Hamilton gets its water from nine groundwater wells. Each of them has an individual water right permit associated with it. Four of them were in place on June 30, 1973 when the Water Use Act was adopted by the legislature. As a result, the water rights that the city holds to these four wells is “constitutionally protected,” according to Miller. This protection was extended in the language of the Act to all “existing rights” at the time of passage.
Miller said that when DNRC went to implement the law it interpreted “existing rights” to mean that all water users would have a right to the amount of water that they were using at the time the law was passed. Problems arose when the department initiated an examination and “verification” of everyone’s water rights in the adjudication process. Based on the notion that the amount of water being permitted was the amount in actual use at the time, DNRC examined Hamilton’s water rights to its four wells in use at the time and reduced the allowable flow rates by 44% and reduced its total volume by 61%, because that’s what the City was using in 1973.
“What it meant basically,” said Miller, “is that towns were not being allowed to grow.”
The reductions in the city’s flow rates and volumes continued without change, however, up until three weeks ago and it was a long grind getting there.
In the late 1980s and 1990s, the trimmed back rights did not really have an impact because it was easy to get a new water right. Hamilton obtained rights to five more wells after the law was passed, resulting in a total of nine wells at this point. But then a series of things happened to make the process much more difficult and extremely expensive.
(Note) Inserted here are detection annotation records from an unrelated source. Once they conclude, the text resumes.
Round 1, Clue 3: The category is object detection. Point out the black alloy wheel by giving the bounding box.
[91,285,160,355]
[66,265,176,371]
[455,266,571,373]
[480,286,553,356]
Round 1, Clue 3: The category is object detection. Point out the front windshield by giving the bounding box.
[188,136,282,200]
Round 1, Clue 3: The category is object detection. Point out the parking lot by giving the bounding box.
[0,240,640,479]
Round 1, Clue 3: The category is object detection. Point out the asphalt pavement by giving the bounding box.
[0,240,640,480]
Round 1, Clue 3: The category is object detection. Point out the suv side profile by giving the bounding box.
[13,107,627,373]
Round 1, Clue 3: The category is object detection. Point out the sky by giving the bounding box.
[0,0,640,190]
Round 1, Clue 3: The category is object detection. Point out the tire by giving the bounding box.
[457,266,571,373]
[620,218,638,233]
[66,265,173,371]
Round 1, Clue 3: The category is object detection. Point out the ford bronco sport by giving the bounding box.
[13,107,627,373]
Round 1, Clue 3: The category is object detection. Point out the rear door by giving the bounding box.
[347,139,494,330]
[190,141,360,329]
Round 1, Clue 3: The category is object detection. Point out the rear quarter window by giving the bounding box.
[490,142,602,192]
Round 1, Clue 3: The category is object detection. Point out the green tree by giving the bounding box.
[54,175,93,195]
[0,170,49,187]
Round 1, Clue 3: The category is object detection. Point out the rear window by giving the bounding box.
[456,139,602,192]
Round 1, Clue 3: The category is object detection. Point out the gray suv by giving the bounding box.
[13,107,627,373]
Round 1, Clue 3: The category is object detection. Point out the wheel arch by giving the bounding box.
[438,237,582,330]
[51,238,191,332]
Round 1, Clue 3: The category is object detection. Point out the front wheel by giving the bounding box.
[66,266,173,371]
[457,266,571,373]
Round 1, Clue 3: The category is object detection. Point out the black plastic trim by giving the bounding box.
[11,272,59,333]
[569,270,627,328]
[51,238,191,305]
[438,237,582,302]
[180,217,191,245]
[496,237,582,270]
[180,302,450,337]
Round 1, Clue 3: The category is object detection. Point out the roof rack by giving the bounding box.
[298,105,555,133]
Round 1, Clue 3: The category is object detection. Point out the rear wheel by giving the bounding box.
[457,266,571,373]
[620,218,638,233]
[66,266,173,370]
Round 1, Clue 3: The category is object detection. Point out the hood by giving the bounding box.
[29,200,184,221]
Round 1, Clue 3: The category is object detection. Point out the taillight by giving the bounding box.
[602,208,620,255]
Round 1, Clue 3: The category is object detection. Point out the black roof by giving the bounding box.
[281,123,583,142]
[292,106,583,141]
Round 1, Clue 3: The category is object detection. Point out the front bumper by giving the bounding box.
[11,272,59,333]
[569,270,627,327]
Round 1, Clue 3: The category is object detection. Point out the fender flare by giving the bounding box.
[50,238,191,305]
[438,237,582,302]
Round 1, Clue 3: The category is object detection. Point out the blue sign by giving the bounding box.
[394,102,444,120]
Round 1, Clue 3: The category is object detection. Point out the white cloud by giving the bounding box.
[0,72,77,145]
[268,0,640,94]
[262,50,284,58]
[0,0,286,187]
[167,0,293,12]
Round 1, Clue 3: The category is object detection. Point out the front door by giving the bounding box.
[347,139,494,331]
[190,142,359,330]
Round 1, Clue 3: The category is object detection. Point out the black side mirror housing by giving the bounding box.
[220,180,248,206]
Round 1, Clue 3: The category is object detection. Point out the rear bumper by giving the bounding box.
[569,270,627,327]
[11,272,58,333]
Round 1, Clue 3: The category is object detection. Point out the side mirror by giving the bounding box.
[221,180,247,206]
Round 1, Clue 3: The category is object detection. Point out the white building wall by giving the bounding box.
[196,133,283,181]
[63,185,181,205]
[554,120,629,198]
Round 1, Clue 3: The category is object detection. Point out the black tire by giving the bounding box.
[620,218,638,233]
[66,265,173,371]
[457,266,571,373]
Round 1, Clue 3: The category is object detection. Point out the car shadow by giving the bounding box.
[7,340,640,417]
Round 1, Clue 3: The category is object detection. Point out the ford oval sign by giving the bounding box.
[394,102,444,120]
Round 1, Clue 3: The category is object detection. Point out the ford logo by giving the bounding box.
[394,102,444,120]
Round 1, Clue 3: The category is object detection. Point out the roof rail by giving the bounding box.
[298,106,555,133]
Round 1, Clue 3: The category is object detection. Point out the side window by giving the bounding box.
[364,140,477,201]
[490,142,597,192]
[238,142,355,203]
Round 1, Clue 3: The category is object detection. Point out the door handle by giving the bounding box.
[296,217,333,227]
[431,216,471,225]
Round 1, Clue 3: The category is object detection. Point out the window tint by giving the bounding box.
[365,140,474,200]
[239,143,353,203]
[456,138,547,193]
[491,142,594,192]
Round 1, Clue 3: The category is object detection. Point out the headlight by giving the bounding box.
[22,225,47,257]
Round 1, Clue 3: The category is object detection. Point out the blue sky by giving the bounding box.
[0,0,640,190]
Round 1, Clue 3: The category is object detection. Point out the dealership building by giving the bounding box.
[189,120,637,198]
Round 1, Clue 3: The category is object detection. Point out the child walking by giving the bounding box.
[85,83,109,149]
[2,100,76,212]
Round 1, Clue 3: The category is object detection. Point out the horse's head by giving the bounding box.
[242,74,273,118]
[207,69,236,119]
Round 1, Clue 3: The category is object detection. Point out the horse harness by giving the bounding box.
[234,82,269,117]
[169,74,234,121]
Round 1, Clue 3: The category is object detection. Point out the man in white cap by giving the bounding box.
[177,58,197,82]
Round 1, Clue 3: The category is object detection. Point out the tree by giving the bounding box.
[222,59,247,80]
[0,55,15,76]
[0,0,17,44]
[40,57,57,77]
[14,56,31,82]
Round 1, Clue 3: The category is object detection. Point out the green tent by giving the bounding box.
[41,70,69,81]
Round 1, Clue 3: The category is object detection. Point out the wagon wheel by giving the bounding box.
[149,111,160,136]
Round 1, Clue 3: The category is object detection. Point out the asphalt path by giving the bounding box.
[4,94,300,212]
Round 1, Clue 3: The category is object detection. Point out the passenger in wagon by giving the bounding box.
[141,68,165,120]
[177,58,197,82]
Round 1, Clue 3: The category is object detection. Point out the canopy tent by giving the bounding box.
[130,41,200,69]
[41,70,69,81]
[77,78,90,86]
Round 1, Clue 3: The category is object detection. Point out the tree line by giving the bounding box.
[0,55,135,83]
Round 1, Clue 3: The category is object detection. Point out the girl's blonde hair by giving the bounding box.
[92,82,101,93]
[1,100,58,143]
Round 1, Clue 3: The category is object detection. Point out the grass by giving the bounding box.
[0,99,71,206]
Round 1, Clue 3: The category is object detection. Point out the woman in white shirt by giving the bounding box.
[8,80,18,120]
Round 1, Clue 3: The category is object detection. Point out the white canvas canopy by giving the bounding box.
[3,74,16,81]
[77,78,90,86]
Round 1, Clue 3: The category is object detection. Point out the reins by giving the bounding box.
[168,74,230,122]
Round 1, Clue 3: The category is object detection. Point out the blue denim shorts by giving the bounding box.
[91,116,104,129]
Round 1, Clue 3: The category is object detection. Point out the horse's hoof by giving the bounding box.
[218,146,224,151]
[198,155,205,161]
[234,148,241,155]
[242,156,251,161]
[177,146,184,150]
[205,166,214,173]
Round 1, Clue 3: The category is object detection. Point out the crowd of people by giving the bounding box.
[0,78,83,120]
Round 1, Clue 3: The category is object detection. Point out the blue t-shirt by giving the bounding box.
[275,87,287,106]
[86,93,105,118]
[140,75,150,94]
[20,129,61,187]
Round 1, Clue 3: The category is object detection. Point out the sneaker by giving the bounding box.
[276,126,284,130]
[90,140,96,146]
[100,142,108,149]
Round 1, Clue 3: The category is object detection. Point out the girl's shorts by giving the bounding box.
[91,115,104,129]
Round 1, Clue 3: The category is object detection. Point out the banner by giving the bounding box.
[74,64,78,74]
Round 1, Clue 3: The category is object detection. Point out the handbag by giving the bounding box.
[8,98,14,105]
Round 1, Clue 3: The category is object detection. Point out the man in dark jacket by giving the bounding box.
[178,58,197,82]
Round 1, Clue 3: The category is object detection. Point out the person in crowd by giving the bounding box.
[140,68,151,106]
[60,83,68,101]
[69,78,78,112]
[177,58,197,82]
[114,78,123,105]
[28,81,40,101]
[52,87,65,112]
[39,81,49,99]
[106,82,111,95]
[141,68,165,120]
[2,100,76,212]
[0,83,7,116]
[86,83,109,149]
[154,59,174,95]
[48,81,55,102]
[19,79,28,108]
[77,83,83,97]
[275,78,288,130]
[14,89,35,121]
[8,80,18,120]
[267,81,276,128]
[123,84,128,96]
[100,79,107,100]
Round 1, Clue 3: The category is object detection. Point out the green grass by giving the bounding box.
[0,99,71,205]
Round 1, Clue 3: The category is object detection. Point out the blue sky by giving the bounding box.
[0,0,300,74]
First, in 1999 the Bitterroot Basin was closed to any further surface water rights. This didn’t particularly impact Hamilton at the time, since ground water rights were not affected. Then, however, in 2006, Trout Unlimited sued DNRC over water rights on the Smith River and the courts established for the first time that surface water rights and groundwater rights were connected. As a result, anyone seeking to obtain a new groundwater right would have to prove that it would not negatively impact any surface water rights.
Proving that a new well will not negatively impact a surface water right downstream is currently a very difficult, and very expensive, thing to do. As a result, in 2007 the legislature passed HB 831, called the Mitigation Law, which would allow the development of a new ground water right if another existing water right could be retired to ensure that the impact would be mitigated.
To top things off, in 2008, DNRC issued an opinion in which it claimed that there was no “municipal growth policy” in Montana law. According to Miller, most western states do have a municipal growth policy that allows municipalities to expand their water rights as they grow in size. DNRC notified Hamilton at the time that it was using water in exceedance of its rights in all of its wells.
Hamilton currently uses about 2,000 acre feet of water per year which is under what its total use is restricted to, about 3,200 acre feet per year. This is due to the fact that DNRC considers each individual well right separately and considered one of the water rights abandoned.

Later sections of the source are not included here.